DAWでのモニタースピーカーの考え方に通常のリスニングとミックス等の作業ではポイントが全く違うと語る方は沢山さんいらっしゃいます。決まりはありませんが音の定位やミックスでの各楽器の確認などスピーカーの目の前で確認するときにベストな状態が理想のようです。確かにニアフィールドで聴いたときに大型のオーディオスピーカーだとそれなりの音量が無いと鳴りきりません。音楽の再生環境がどんどん小型化していく時代に大型フロアスピーカーに合わせたミックスだとミスマッチが起こるのも解ります。現代はトランス電源のプリメインアンプやハードウェアを介しての完成版ではなくPCから直接イヤホンで聴いたときに完成していなくてはならないので自ずからスピーカーも変化していないといけないわけです。
私もいまだに使用していますが40年以上たってもスタジオのコンソールに見かけるヤマハのNS-10もこのモニタースピーカーの中でベストセラーといわれています。
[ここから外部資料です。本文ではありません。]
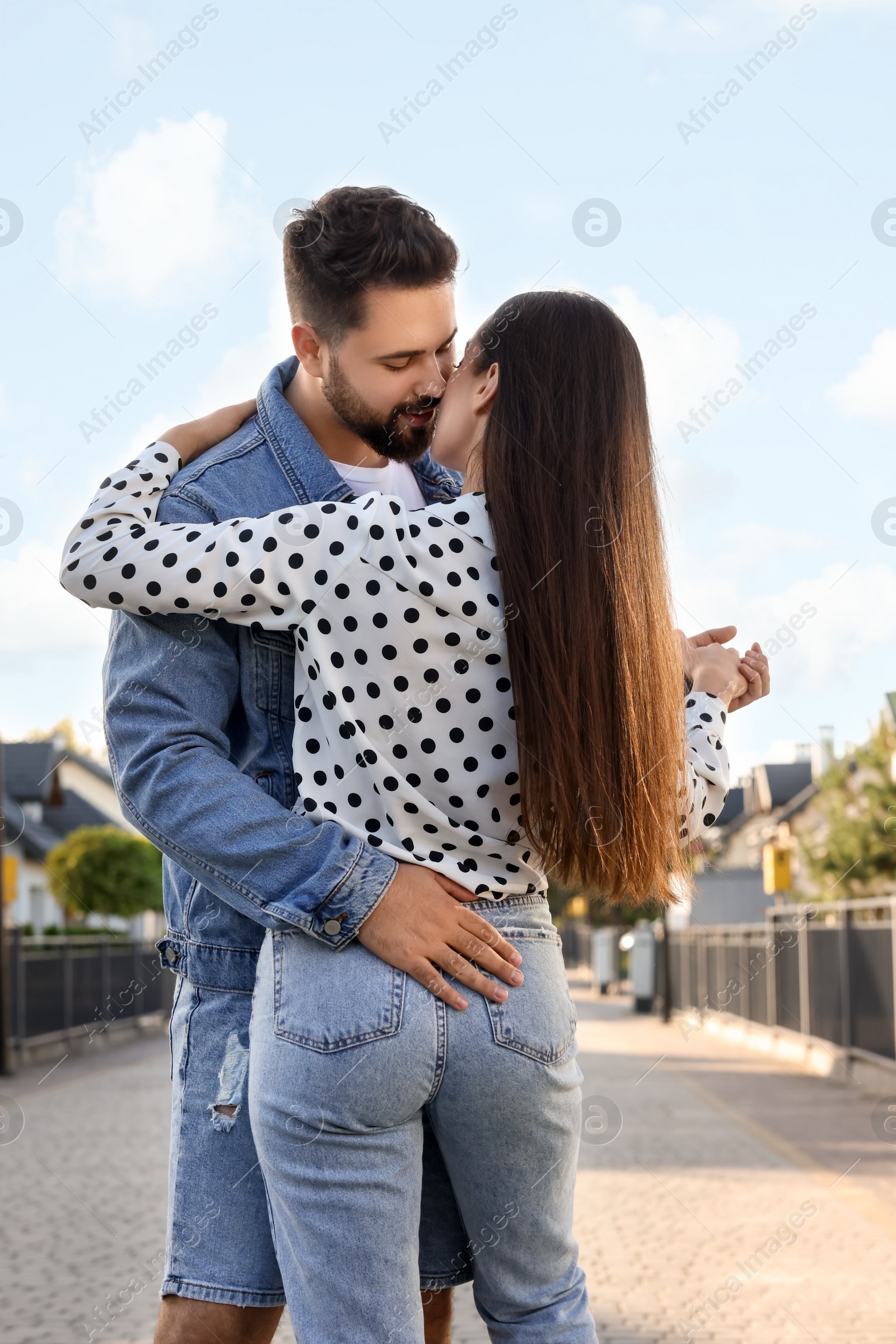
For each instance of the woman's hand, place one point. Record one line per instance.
(198, 436)
(718, 671)
(753, 668)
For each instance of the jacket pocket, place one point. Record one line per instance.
(274, 667)
(538, 1019)
(331, 1001)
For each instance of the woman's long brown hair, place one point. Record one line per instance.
(568, 473)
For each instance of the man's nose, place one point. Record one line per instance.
(432, 382)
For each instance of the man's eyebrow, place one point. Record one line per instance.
(408, 354)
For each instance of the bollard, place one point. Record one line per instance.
(605, 959)
(644, 967)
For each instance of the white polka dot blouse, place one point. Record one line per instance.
(403, 709)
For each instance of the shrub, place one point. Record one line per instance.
(105, 870)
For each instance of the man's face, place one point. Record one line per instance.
(386, 379)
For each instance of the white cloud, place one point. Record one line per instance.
(36, 615)
(237, 376)
(157, 216)
(682, 363)
(242, 369)
(870, 390)
(855, 616)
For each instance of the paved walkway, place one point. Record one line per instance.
(685, 1217)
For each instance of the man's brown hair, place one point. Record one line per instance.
(352, 240)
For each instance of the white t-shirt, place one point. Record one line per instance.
(394, 479)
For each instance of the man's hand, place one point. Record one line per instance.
(422, 924)
(716, 669)
(753, 667)
(197, 437)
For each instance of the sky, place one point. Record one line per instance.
(722, 175)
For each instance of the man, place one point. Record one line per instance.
(199, 719)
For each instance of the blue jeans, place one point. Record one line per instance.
(220, 1238)
(348, 1057)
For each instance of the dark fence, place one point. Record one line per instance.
(81, 985)
(825, 971)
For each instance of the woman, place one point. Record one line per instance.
(410, 632)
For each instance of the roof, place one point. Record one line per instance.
(732, 808)
(39, 838)
(778, 784)
(29, 769)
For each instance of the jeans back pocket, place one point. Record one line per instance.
(332, 1001)
(538, 1019)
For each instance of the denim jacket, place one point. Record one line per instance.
(199, 725)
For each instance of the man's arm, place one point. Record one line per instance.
(171, 686)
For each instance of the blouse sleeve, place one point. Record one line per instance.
(246, 570)
(707, 764)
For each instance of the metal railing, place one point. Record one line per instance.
(825, 971)
(62, 987)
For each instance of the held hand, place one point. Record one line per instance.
(754, 669)
(718, 669)
(689, 645)
(197, 437)
(422, 924)
(754, 666)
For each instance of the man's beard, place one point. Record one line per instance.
(398, 443)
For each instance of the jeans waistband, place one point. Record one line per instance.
(536, 898)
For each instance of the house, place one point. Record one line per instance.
(729, 885)
(49, 790)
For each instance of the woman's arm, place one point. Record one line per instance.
(245, 570)
(197, 437)
(707, 764)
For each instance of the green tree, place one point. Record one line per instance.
(850, 835)
(105, 870)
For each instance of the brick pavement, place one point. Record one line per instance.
(718, 1148)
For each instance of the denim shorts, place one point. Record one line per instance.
(349, 1058)
(220, 1240)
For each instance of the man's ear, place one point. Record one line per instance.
(308, 348)
(487, 392)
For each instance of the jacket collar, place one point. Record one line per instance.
(307, 466)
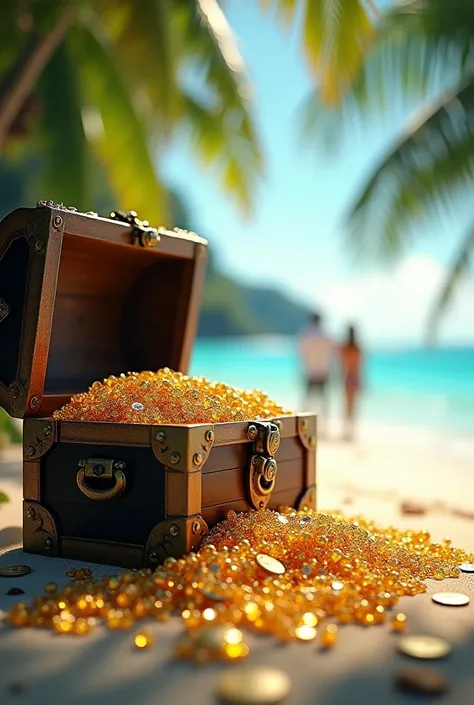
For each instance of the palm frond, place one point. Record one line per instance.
(142, 37)
(120, 139)
(417, 48)
(456, 274)
(64, 149)
(219, 115)
(432, 159)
小型で低音は薄く中域から高域にかけて硬く盛上がったようなトーンが逆に楽器の位置を明確にして判別しやすいとレコーディングで重宝されました。作業での小型オーディオ再生を想定してのチェックや自宅でのSN比が悪いレコードやカセットテープのようなアナログ音源をきらびやかに再生させるのにいいバランスでしたが、80年代のデジタル音源の出始めにはペラペラのトーンに驚いたものです。現行のモニタースピーカーの評価は環境や人によって全く違うのでアテになりませんが確実に言えるのは今のパワードモニタースピーカーのほうが昔のNS-10より音楽的にデータ音源を再生するにははるかに上です。とはいってもこのJBL LSR305のトーンはいたってノーマルで地味に聞こえます。よくフラットなんかと表現しますがそんな簡単なものではなく、最終的に完成版のサウンドがそのまま小音量でもスンナリ出てくるような感じ。わざとらしい解像度もなくシンバルの生音はこうだというトレブルが自然に。ローはそれなりのパワーがあって低音調整SWで最小に設定してもベースラインやバスドラの胴鳴りを再現します。デスクトップパワードスピーカーにも老舗スピーカーブランドに脈々と流れる伝統のようなトーンがしっかりあるのが恐ろしい。古いディスクや新譜も同じ質感で再生しジャンルもジャズからロックまでカバーするのがある意味業務用的なチューンナップされているようです。中国生産なのでコストパフォーマンスは大変高く、ペアでちょっとしたハイエンドオーバードライブ1個分です。現地生産に拘った某ヨーロッパメーカーの1/3の価格なのですがトーンは文句なし。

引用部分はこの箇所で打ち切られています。